第92章 夜露死苦
「美味しそうだね」
気まずい雰囲気をどうにかしようと言葉を投げてみたが、誰も何も言わない。
それも仕方ないのかもしれないが。
隣の部屋では私…というか“彼女”が未だ寝ており、私と巌勝と実弥の三人で仲良くもないのに一つの鍋を囲んでいるのだから。
なぜこうなったか?愚問である。お腹が空いたからだ。
三人とも空腹で、特に暴れ回った私と巌勝は限界に近かった。それで実弥が手軽にできる鍋を作ってくれたのだが。

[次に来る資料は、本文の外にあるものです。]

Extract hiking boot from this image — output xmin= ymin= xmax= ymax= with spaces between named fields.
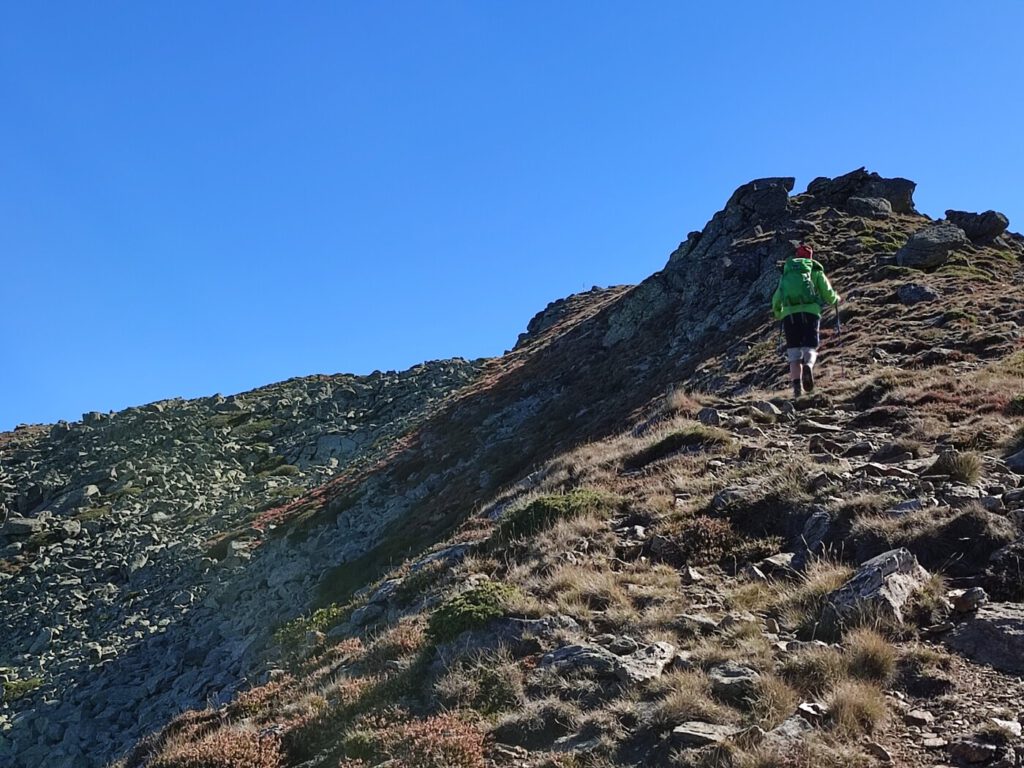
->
xmin=804 ymin=366 xmax=814 ymax=392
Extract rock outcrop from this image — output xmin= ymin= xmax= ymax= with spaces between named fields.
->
xmin=896 ymin=221 xmax=968 ymax=269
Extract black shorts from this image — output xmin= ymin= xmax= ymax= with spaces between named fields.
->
xmin=782 ymin=312 xmax=821 ymax=349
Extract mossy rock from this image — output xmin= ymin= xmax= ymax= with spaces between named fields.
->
xmin=494 ymin=488 xmax=621 ymax=543
xmin=427 ymin=582 xmax=519 ymax=643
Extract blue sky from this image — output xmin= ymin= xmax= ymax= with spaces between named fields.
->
xmin=0 ymin=0 xmax=1024 ymax=429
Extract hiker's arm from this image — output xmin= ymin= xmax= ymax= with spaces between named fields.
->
xmin=814 ymin=270 xmax=839 ymax=306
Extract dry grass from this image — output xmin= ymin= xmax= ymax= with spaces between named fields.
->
xmin=750 ymin=674 xmax=800 ymax=730
xmin=827 ymin=680 xmax=887 ymax=738
xmin=845 ymin=628 xmax=897 ymax=686
xmin=662 ymin=387 xmax=703 ymax=419
xmin=147 ymin=727 xmax=283 ymax=768
xmin=434 ymin=649 xmax=525 ymax=715
xmin=929 ymin=451 xmax=985 ymax=485
xmin=366 ymin=615 xmax=427 ymax=670
xmin=781 ymin=646 xmax=847 ymax=697
xmin=774 ymin=558 xmax=854 ymax=638
xmin=647 ymin=670 xmax=737 ymax=730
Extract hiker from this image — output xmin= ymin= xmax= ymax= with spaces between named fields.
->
xmin=771 ymin=243 xmax=839 ymax=397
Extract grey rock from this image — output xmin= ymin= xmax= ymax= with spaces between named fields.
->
xmin=896 ymin=221 xmax=969 ymax=269
xmin=946 ymin=211 xmax=1010 ymax=244
xmin=943 ymin=603 xmax=1024 ymax=675
xmin=1006 ymin=451 xmax=1024 ymax=472
xmin=807 ymin=168 xmax=916 ymax=213
xmin=541 ymin=645 xmax=618 ymax=676
xmin=615 ymin=642 xmax=676 ymax=685
xmin=896 ymin=283 xmax=939 ymax=304
xmin=672 ymin=721 xmax=741 ymax=748
xmin=791 ymin=509 xmax=833 ymax=570
xmin=846 ymin=198 xmax=893 ymax=218
xmin=764 ymin=715 xmax=814 ymax=750
xmin=708 ymin=662 xmax=761 ymax=705
xmin=824 ymin=549 xmax=930 ymax=625
xmin=697 ymin=408 xmax=722 ymax=427
xmin=0 ymin=515 xmax=46 ymax=539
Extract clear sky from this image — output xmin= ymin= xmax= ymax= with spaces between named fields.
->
xmin=0 ymin=0 xmax=1024 ymax=429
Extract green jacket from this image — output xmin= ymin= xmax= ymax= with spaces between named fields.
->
xmin=771 ymin=258 xmax=839 ymax=319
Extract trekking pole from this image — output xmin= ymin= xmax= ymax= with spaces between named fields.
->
xmin=836 ymin=301 xmax=846 ymax=379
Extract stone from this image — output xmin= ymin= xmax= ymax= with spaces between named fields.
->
xmin=791 ymin=510 xmax=833 ymax=570
xmin=985 ymin=538 xmax=1024 ymax=602
xmin=797 ymin=419 xmax=843 ymax=434
xmin=946 ymin=210 xmax=1010 ymax=245
xmin=615 ymin=642 xmax=676 ymax=685
xmin=676 ymin=613 xmax=718 ymax=635
xmin=807 ymin=168 xmax=918 ymax=213
xmin=864 ymin=741 xmax=893 ymax=763
xmin=896 ymin=222 xmax=969 ymax=269
xmin=764 ymin=715 xmax=814 ymax=750
xmin=949 ymin=739 xmax=999 ymax=764
xmin=989 ymin=718 xmax=1024 ymax=738
xmin=708 ymin=662 xmax=761 ymax=705
xmin=824 ymin=548 xmax=930 ymax=624
xmin=0 ymin=515 xmax=46 ymax=539
xmin=896 ymin=283 xmax=940 ymax=304
xmin=846 ymin=198 xmax=893 ymax=218
xmin=1006 ymin=451 xmax=1024 ymax=472
xmin=946 ymin=587 xmax=988 ymax=613
xmin=541 ymin=645 xmax=618 ymax=677
xmin=943 ymin=603 xmax=1024 ymax=675
xmin=672 ymin=721 xmax=741 ymax=748
xmin=903 ymin=710 xmax=935 ymax=726
xmin=697 ymin=408 xmax=722 ymax=427
xmin=349 ymin=603 xmax=384 ymax=627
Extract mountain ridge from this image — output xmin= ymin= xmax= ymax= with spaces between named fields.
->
xmin=0 ymin=169 xmax=1024 ymax=768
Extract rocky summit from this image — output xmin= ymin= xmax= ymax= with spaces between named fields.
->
xmin=0 ymin=169 xmax=1024 ymax=768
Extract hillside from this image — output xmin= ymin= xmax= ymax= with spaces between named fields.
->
xmin=0 ymin=170 xmax=1024 ymax=768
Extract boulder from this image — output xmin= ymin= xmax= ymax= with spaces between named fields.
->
xmin=946 ymin=211 xmax=1010 ymax=244
xmin=896 ymin=221 xmax=969 ymax=269
xmin=985 ymin=538 xmax=1024 ymax=601
xmin=672 ymin=721 xmax=740 ymax=748
xmin=0 ymin=516 xmax=45 ymax=539
xmin=824 ymin=548 xmax=930 ymax=625
xmin=541 ymin=645 xmax=618 ymax=677
xmin=615 ymin=642 xmax=676 ymax=684
xmin=896 ymin=283 xmax=939 ymax=304
xmin=725 ymin=176 xmax=797 ymax=221
xmin=791 ymin=509 xmax=833 ymax=570
xmin=708 ymin=662 xmax=761 ymax=705
xmin=764 ymin=715 xmax=814 ymax=750
xmin=943 ymin=603 xmax=1024 ymax=675
xmin=846 ymin=198 xmax=893 ymax=218
xmin=807 ymin=168 xmax=918 ymax=213
xmin=1007 ymin=451 xmax=1024 ymax=473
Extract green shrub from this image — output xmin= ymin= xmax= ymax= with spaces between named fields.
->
xmin=1007 ymin=392 xmax=1024 ymax=416
xmin=273 ymin=603 xmax=354 ymax=650
xmin=623 ymin=424 xmax=732 ymax=470
xmin=3 ymin=677 xmax=43 ymax=701
xmin=427 ymin=582 xmax=518 ymax=643
xmin=494 ymin=488 xmax=620 ymax=542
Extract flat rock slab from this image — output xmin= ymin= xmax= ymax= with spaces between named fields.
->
xmin=672 ymin=721 xmax=740 ymax=746
xmin=797 ymin=419 xmax=843 ymax=434
xmin=615 ymin=642 xmax=676 ymax=683
xmin=826 ymin=548 xmax=930 ymax=624
xmin=943 ymin=603 xmax=1024 ymax=675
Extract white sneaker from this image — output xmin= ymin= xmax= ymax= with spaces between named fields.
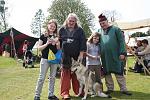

誰も何も言わないまま黙々と食事は進められ、とても雰囲気が良いとは言えなかった。
実弥は巌勝のことをにらんでいるし、巌勝は目を閉じているし、私は諦めて鍋をお腹に詰め込んでいく。
出汁が食材に染み込んでいて美味しい。
このピリついた空気の中、赤ちゃんはお布団の中でくうくうと寝ていた。ああ大物だな。誰に似たのだろう。間違いなく私似ではないはずだ。
「……で」
しかし、その静かな空気をどうとも思わなかったわけでもなかったようで実弥が沈黙を破った。
「どうすんだよ、あの人。」
そう言われて私たちは自然と隣の部屋へと顔を向けた。
そこは襖が閉じているものの、見ているものは同じだろう。そう、もちろん彼女のことである。
「鬼なんだろ。」
実弥はそう言った。
…確かにそうだが。
「ひとまず陽明くんに、と言いたいけど。」
「ああ。理解しがたいことが起きすぎていてこのままではアイツの負担が大きい。」
「じゃあ俺らでどうにかすんのか?」
……。
「斬る?」
私は誰にでもなく投げかけた。
「斬れるのか」
「うん、まあできるよ。」
山で交えた感覚では、恐らく私の方が…という自信はあった。
「あなたが斬ってくれてもいいのよ、巌勝。」
「…。」
「冗談だよ。」
あまりにも深刻な顔をするので、私は吹き出してしまった。背中を叩くと巌勝はゴミでも見るみたいな目で私を見てきた。ごめんて。